Ende der Märchenstunde: Prekarisierung schafft keine Arbeitsplätze!

Die Arbeitslosigkeit hat in Luxemburg ein bisher nicht gekanntes Ausmaß erreicht. Als deren Ursache  nannte Arbeitsminister Nicolas Schmit gestern die zunehmende Zahl der Leiharbeiter beziehungsweise der Beschäftigten mit befristeten Arbeitsverträgen, die zum Sommerbeginn in die Arbeitslosigkeit entlassen würden. Damit ist offiziell bestätigt, dass Flexibilisierung und Prekarisierung, wie die Unternehmerverbände sie fordern, keine Arbeitsplätze schaffen!

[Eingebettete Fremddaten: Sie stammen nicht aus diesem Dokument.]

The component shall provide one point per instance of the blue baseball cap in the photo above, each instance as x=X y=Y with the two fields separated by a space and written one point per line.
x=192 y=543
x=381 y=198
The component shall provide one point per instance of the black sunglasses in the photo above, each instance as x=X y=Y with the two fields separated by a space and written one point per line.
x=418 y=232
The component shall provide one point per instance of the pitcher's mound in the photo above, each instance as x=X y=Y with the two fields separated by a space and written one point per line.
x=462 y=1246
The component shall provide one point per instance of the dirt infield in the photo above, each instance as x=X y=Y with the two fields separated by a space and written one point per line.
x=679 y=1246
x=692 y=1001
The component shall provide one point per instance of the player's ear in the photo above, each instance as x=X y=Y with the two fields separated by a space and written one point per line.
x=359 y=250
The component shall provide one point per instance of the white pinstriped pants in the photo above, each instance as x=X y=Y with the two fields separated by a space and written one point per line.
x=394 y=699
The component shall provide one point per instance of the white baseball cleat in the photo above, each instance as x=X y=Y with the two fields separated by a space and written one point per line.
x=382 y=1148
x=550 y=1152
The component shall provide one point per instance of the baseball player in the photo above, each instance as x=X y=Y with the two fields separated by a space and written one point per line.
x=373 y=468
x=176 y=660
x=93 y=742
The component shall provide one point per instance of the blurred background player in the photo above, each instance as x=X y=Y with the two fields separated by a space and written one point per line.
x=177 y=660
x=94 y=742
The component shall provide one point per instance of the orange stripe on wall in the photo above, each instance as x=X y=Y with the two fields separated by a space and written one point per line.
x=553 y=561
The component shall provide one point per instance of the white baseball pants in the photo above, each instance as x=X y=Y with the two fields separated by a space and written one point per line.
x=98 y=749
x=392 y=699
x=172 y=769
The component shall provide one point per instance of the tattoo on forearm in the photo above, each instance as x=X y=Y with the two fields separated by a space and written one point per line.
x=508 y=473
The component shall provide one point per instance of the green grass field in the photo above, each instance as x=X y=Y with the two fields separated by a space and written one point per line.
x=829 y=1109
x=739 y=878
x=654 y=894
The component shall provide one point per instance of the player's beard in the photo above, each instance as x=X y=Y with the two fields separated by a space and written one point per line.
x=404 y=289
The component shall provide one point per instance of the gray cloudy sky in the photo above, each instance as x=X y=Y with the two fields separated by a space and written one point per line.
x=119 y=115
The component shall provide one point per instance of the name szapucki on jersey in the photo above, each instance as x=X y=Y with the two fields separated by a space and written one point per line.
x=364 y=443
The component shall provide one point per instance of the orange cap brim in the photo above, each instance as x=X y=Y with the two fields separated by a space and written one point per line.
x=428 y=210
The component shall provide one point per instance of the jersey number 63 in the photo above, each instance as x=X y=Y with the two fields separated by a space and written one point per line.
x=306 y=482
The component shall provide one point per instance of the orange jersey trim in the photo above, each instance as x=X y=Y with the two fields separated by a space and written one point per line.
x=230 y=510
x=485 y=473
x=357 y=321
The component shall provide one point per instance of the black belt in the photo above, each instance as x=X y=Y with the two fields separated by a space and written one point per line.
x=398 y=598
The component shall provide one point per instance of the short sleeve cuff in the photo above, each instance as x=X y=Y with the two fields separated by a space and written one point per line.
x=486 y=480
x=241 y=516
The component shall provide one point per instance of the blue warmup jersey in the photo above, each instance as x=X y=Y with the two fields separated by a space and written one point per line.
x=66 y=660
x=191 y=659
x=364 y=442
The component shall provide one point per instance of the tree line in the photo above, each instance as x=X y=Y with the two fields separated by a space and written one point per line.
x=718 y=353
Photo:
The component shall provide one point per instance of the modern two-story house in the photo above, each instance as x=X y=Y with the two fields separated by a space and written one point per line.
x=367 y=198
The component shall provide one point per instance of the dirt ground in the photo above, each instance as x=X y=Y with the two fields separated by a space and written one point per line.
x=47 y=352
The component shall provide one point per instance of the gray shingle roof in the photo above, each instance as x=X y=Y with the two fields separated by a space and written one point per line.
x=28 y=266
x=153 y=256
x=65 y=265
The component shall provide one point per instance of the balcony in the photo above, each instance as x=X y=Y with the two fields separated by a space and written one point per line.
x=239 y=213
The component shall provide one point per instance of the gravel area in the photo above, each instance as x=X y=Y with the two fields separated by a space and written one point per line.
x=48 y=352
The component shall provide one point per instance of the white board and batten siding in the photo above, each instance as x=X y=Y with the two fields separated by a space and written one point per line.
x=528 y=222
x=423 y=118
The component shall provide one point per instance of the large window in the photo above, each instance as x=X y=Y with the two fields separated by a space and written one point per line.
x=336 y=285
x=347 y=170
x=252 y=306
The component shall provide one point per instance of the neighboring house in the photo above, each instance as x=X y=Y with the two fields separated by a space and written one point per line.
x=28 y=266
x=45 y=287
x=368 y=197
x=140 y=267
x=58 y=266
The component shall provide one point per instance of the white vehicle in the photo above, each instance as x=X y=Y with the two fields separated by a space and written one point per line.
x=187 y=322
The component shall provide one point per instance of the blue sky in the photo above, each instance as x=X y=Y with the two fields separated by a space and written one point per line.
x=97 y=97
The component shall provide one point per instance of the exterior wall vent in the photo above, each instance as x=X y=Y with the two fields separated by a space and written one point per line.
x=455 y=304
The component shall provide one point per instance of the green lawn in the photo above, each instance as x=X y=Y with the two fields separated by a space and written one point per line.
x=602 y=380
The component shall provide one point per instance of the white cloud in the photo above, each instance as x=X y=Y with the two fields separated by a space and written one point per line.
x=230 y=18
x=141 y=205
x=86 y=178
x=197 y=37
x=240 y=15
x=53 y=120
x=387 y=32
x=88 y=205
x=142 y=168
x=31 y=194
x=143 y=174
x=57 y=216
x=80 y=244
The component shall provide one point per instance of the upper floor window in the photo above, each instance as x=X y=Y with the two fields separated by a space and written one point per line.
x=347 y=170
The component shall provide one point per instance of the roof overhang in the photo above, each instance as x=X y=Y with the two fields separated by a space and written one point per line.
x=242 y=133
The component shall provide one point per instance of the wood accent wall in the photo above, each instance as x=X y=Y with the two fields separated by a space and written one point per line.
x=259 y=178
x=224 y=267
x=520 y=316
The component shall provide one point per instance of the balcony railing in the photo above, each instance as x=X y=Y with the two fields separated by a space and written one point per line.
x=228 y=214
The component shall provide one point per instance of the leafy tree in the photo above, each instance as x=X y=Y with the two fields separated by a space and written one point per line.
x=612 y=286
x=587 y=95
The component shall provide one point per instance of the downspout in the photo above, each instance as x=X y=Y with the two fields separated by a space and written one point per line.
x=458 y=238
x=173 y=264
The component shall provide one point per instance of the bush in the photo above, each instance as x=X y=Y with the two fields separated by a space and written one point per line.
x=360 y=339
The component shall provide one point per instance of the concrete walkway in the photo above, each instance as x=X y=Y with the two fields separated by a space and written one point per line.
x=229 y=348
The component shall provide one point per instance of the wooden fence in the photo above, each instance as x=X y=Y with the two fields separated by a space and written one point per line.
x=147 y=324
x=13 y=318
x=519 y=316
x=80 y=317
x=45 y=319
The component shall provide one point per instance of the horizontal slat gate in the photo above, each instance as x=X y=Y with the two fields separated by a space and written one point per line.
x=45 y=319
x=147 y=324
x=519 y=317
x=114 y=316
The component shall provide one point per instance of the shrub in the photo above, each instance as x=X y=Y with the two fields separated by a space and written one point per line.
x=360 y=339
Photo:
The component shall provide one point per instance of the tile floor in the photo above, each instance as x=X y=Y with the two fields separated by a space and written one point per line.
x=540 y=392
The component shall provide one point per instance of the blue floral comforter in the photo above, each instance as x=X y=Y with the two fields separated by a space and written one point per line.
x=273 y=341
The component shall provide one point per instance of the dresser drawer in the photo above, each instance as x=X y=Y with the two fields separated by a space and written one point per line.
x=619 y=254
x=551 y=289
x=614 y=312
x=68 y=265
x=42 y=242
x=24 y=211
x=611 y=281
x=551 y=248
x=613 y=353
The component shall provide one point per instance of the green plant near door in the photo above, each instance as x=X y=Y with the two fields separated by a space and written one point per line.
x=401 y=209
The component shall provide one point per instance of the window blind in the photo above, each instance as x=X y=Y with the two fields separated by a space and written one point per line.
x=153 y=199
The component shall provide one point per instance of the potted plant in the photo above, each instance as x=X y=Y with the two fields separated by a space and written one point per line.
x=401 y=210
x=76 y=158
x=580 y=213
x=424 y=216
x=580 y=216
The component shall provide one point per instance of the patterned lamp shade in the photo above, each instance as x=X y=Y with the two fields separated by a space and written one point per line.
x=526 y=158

Das Gegenteil ist der Fall: Leiharbeit und Zeitverträge führen dazu, dass Arbeitsplätze unsicher und Beschäftigte schneller entlassen werden. Die Unternehmerverbände wissen, warum sie für mehr Flexibilität im Arbeitsrecht eintreten, denn es erlaubt ihnen, sich „überschüssigem Personal“ auf einfache Weise zu entledigen. Dass so – im Gegenteil zu dem, was sie immer wieder behaupten – keine Arbeitsplätze geschaffen werden, ist ihnen seit langem klar; ihr primäres Ziel jedoch bleibt es, höhere Gewinne zu erwirtschaften.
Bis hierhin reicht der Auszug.